O “distritão” e a representação popular

É recorrente no Congresso Nacional a possibilidade de adoção do “distritão”, sistema eleitoral que pode substituir o atual sistema de eleição proporcional usado para as eleições de deputado federal, estadual, distrital e vereador. Assim, caso seja aprovado, passam a serem eleitos os parlamentares mais votados, independentemente do quociente eleitoral e das votações dos partidos.

Em verdade, muitas pessoas, equivocadamente, podem entender o distritão como um modelo mais justo devido a leituras apressadas nas avaliações dos sistemas eleitorais.

Mas a adoção dos sistemas proporcionais tem a sua razão. É que, diante da impossibilidade prática do exercício da democracia direta, sempre se buscou uma forma de colocar a comunidade inteira dentro do Parlamento, para que as correntes culturais, filosóficas e de pensamento encontradas na sociedade sejam retratadas proporcionalmente no parlamento, sendo essa a razão única de o número de integrantes do parlamento ser superior a um.

É preciso combater a equivocada personificação da atividade parlamentar, que presta demasiada ênfase à pessoa do candidato e não àquilo que ele realmente irá votar no Parlamento, que está em conexão com a orientação de sua bancada.

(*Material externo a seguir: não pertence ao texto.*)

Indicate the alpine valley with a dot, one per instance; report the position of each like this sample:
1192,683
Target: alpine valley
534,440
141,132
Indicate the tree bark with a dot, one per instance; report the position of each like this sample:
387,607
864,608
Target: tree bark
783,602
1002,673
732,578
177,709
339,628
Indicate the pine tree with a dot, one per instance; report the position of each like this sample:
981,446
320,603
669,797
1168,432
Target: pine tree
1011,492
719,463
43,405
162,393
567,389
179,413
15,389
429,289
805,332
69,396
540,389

É que, na prática, muitas pessoas votam em candidatos exóticos sem levar em conta que ele poderá votar matérias que são contrárias à visão política dos seus próprios eleitores.

Tais leituras superficiais que concluem ser mais justo o sistema majoritário para todas as eleições possuem ligações profundas com uma duradoura cultura resultante da confusão entre o público e o privado, que faz com que se preste demasiada ênfase à pessoa do candidato e não àquilo que ele realmente irá votar no parlamento.

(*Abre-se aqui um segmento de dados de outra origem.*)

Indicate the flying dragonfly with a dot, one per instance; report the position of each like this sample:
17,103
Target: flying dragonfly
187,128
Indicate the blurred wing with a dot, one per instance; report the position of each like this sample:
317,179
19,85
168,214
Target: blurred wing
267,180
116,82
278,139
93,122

Nesse contexto, a personificação dos candidatos aos Parlamentos, além de lesionar o princípio da impessoalidade, obscurece o valor e o entendimento acerca da importância do Poder Legislativo em uma democracia.

Com efeito, se em uma comunidade 60% da população possuir um pensamento conservador, 60% do Parlamento deve (ou deveria) ser conservador. E se 10% da população possuir pensamentos liberais, é democrático que 10% também siga a mesma linha. Esse sistema proporcional é importante para as aprovações e as rejeições de projetos em trâmite no parlamento, uma vez que retrata a vontade democrática da sociedade e considera decisiva a imensa maioria da vontade do eleitorado, sendo aproveitada a maior quantidade possível de votos.

Importante deixar consignado que as imperfeições do sistema proporcional da atualidade não podem ser resolvidas com a adoção de modelos inconstitucionais como o distritão, mas, sim, com a busca de outras soluções sem perder o enfoque democrático, que exige a busca de meios de colocar toda a sociedade dentro do Parlamento.